ここで、興味深い派生形を一つ見てみよう。Cursorのインデックス機能は、前述とは異なる道を選んでいる。ASTグラフではなく、ベクトル埋め込みベースのセマンティック検索だ。ローカルでファイルを関数・クラス単位のチャンクへ分割し、Merkle treeのハッシュでサーバーと同期し、埋め込みだけをTurbopufferというベクトルDBへ保存する。(元のソースコードをクラウドに保存しないことが、重要なプライバシーモデルだ。)クエリ時には質問を埋め込みへ変換し、nearest-neighbor検索を実行する。そこで得たファイルパスと行範囲をローカルで再び読み、LLMへ渡す。**「正確なシンボル」ではなく「意味的に関連するコード」**を探す方向であるため、精度は低いものの自然言語クエリに強い。CodeGraphとCursorのインデックス機能は、同じ問題(検索コスト)を異なる前提で解いているのだ。

LSP

最後の階層は、言語サーバーへ直接依存する方式だ。tree-sitterが「シンボルが存在すること」を知るのに対し、LSPは「そのシンボルが何であるか」を知る。

具体例で違いを見てみよう。TypeScriptのLSPは、UserServiceIUserServiceインターフェースを実装していること、どのジェネリック型パラメーターを受け取るのか、どのようなオーバーロードがあるのか、どの戻り値の型を持つのかを知っている。tree-sitterは、そこまでは理解できない。

MCPの節で取り上げたSerenaは、まさにこの階層に位置する。AiderはLSPを使わず、独自にファイルを解析するため、関数・クラスレベルの認識までしかできない。一方、OpenCodeのようなツールのLSP統合は、より深い型認識を提供するが、言語ごとに優れたLSPサーバーへ依存するという限界がある。

AIコーディングエージェントのツールとコードインテリジェンスの流れ

最後にもう一つ。

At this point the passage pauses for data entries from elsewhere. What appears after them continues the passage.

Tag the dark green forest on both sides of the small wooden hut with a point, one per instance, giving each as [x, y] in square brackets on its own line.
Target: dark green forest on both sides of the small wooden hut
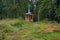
[17, 8]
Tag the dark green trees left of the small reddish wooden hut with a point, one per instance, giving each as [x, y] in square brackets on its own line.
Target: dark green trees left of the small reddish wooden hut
[13, 8]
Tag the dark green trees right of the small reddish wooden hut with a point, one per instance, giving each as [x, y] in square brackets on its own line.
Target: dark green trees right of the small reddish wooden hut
[49, 9]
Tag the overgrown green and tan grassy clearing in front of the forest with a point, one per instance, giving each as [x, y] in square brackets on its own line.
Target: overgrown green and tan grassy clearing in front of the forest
[21, 30]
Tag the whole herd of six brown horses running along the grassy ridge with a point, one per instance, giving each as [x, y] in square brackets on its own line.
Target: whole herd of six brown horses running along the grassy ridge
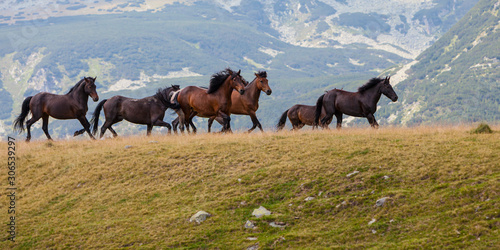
[228, 93]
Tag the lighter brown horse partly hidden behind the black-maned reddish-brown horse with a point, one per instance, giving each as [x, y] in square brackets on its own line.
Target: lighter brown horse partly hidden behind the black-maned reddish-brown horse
[246, 104]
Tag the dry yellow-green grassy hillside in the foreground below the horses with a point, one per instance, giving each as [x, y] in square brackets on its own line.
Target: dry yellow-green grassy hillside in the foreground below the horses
[442, 184]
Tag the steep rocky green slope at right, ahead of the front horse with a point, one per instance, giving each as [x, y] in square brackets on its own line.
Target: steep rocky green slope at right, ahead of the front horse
[458, 78]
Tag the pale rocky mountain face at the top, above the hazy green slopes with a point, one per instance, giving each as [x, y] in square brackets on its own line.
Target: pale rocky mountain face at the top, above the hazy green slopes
[402, 27]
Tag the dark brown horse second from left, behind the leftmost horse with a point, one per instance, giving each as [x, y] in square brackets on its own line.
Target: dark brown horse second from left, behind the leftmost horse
[148, 111]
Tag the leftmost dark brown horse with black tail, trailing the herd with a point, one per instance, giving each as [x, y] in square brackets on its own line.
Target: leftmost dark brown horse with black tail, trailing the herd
[72, 105]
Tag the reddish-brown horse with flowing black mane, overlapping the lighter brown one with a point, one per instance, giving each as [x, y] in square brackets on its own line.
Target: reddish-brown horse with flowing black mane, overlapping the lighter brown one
[216, 101]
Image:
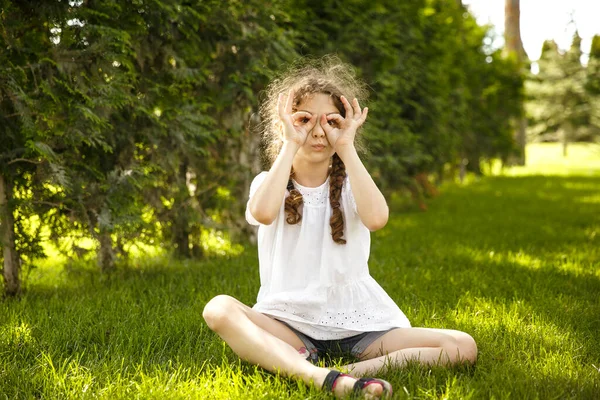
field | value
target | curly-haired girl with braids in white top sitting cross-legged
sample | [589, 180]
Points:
[315, 209]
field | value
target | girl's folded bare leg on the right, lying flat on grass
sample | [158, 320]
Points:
[427, 346]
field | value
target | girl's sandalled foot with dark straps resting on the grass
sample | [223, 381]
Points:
[343, 385]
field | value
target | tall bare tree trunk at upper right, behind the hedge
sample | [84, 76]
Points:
[514, 46]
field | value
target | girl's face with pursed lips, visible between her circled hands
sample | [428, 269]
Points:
[317, 148]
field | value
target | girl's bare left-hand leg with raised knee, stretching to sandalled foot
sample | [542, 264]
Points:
[270, 344]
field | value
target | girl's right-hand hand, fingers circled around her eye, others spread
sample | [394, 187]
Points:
[340, 130]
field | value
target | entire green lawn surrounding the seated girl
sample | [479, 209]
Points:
[513, 259]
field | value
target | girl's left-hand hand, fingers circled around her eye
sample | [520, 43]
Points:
[296, 126]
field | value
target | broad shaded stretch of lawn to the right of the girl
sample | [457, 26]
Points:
[503, 237]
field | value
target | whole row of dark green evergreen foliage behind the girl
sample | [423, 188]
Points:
[132, 121]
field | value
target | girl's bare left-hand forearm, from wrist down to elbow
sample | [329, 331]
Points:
[266, 202]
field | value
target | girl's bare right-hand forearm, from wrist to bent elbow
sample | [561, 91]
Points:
[370, 203]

前述のツールの多くを筆者が初めて知ったきっかけは、GitHub Trendingだった。誰がどのようなツールを作り、何が急速に人気を集めているのかを、一目で確認できる場所だ。

github.com/trendingを開くと、today、this week、this monthという3つの期間で確認できる。言語とカテゴリによるフィルタリングも可能だ。(筆者は通常、weekly + TypeScript / Pythonで確認し、ときどき全言語へ広げている。)

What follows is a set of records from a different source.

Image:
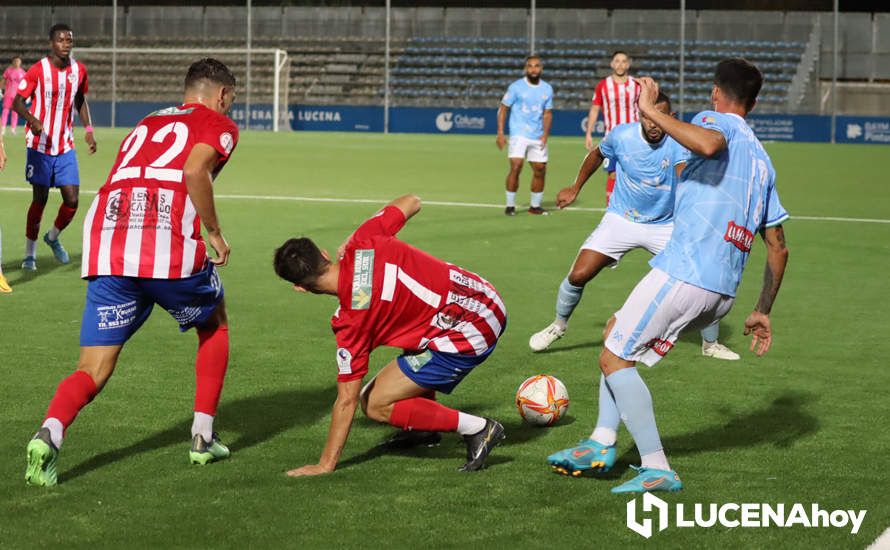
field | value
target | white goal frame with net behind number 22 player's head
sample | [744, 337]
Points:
[155, 75]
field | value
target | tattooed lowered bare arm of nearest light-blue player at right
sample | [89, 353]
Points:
[758, 322]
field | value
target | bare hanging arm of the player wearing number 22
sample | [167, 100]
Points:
[197, 173]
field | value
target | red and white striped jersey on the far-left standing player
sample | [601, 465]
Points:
[52, 92]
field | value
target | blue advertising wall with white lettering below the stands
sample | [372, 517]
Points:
[430, 120]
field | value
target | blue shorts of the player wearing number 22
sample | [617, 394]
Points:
[117, 306]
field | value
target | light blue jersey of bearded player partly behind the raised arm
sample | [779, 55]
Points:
[645, 174]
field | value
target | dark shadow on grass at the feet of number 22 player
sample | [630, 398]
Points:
[255, 419]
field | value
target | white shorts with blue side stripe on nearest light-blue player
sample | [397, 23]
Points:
[658, 308]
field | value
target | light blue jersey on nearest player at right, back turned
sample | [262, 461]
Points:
[722, 202]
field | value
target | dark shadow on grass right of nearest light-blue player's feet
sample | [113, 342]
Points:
[780, 424]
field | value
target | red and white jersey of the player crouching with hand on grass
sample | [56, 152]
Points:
[392, 294]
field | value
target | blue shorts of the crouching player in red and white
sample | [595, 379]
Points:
[439, 371]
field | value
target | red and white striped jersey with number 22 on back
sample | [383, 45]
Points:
[142, 222]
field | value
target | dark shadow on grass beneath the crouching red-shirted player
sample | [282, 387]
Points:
[452, 446]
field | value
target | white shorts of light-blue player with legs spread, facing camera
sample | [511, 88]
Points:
[616, 235]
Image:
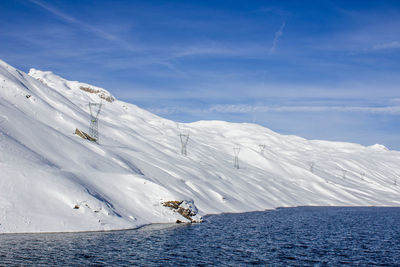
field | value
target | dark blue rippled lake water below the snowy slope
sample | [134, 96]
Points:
[306, 236]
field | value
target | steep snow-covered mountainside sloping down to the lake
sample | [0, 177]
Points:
[53, 180]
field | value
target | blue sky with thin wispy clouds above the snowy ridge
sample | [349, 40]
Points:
[318, 69]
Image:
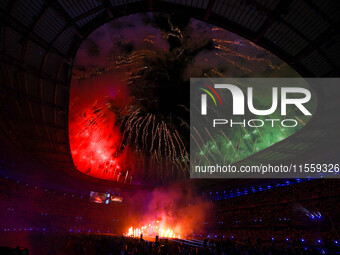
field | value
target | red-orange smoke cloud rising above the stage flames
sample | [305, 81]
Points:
[175, 208]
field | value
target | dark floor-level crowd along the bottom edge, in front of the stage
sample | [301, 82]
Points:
[91, 244]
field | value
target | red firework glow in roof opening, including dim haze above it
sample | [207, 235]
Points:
[94, 139]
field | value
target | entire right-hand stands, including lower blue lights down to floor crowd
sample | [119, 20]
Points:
[305, 213]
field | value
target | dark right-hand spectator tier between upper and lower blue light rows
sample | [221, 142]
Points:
[302, 204]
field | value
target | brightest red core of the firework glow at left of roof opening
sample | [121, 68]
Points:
[94, 143]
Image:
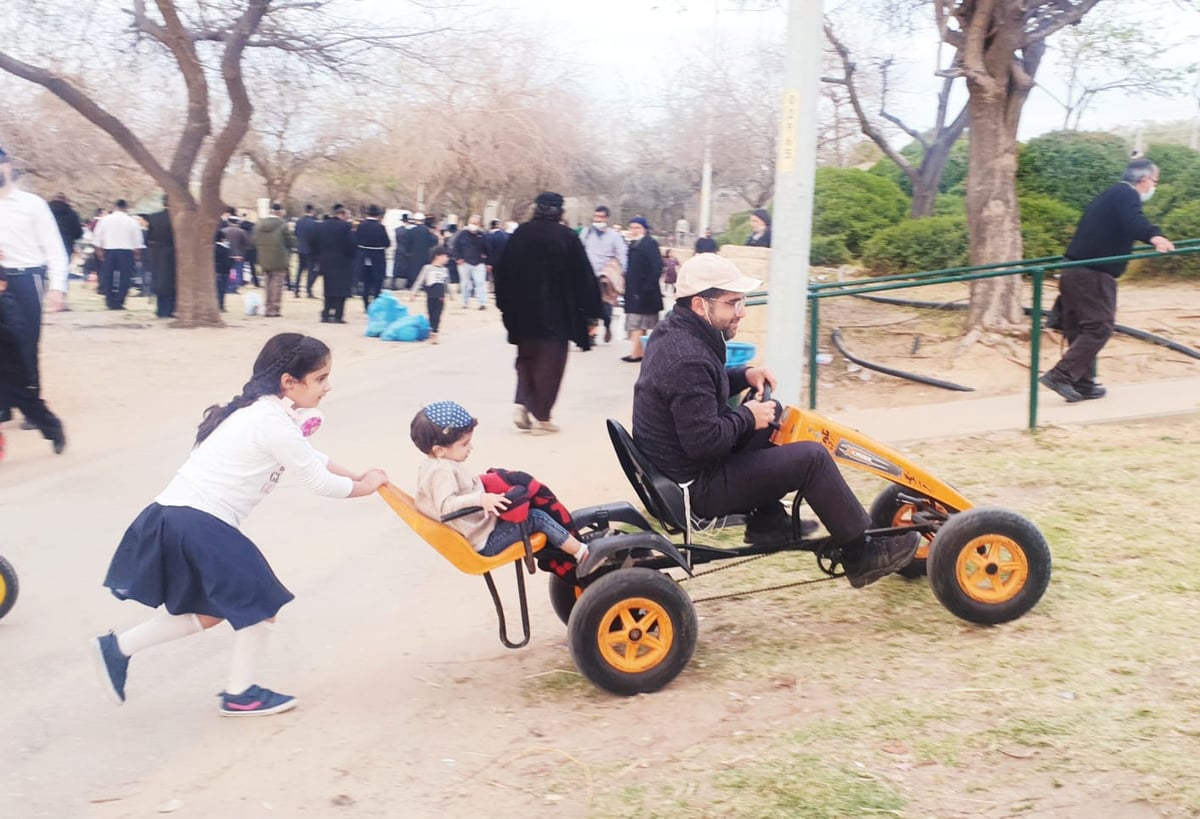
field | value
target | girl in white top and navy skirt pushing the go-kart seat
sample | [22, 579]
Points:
[185, 552]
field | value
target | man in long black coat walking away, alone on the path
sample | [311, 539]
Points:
[549, 297]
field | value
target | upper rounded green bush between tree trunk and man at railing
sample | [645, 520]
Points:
[1071, 166]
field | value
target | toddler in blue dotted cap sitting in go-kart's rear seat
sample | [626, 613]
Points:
[445, 485]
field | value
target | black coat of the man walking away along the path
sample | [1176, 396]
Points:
[544, 285]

筆者がここ数週間Trendingを追いながら気づいた興味深い点は、今四半期の上位リポジトリが、明確なクラスターを形成していることだ。クラスターが分かれば、個々のツールの位置づけも見えやすくなる。

まとめ

この記事を書きながら筆者が最も強く感じたのは、ツールがあまりにも速いペースで増えていることだった。執筆中にも新しいMCPサーバーがGitHub Trendingに上がり、AGENTS.mdの対応状況が変わり、新たなセキュリティCVEが発行された。書きかけの段落がすぐ古くなる感覚は技術記事の宿命だが、AIエージェントのエコシステムでは、その速度がとりわけ急だ。

そこで筆者がこの記事で目指したのは、特定のツールを薦めることではなく、ツール同士の関係を見る目を養うことだった。CLAUDE.mdがなぜuser messageとして注入されるのか、MCPがfunction callingと具体的にどう違うのか、tree-sitterとLSPがなぜ別の階層なのかを理解すれば、新しいツールが登場したときにも、「これはどの階層にあり、どの問題をどのような方法で解いているのか」を素早く読み解ける。

最後に残るのは、ETH Zurichの研究が示した一つの直感だ。モデルはすでに多くのことを知っている。 コンテキストファイルへ何もかも詰め込んだからといって、エージェントがよりよく従うわけではない。モデルが知らない可能性の高いもの、つまりプロジェクト固有の規約、非標準ツール、過去の失敗だけを残し、それ以外を取り除くほうがよい。ツールを数多くインストールすることと、ツールを使いこなすことは別の問題なのだ。

この記事を読んだ方にも、今すぐMCPを10個追加したり、CLAUDE.mdを数百行へ増やしたりするのではなく、現在使っているツールがどのような仕組みで動いているのか、一度掘り下げてみることを勧めたい。それが、エコシステムがどの方向へ進んでも揺らがない土台になると考えている。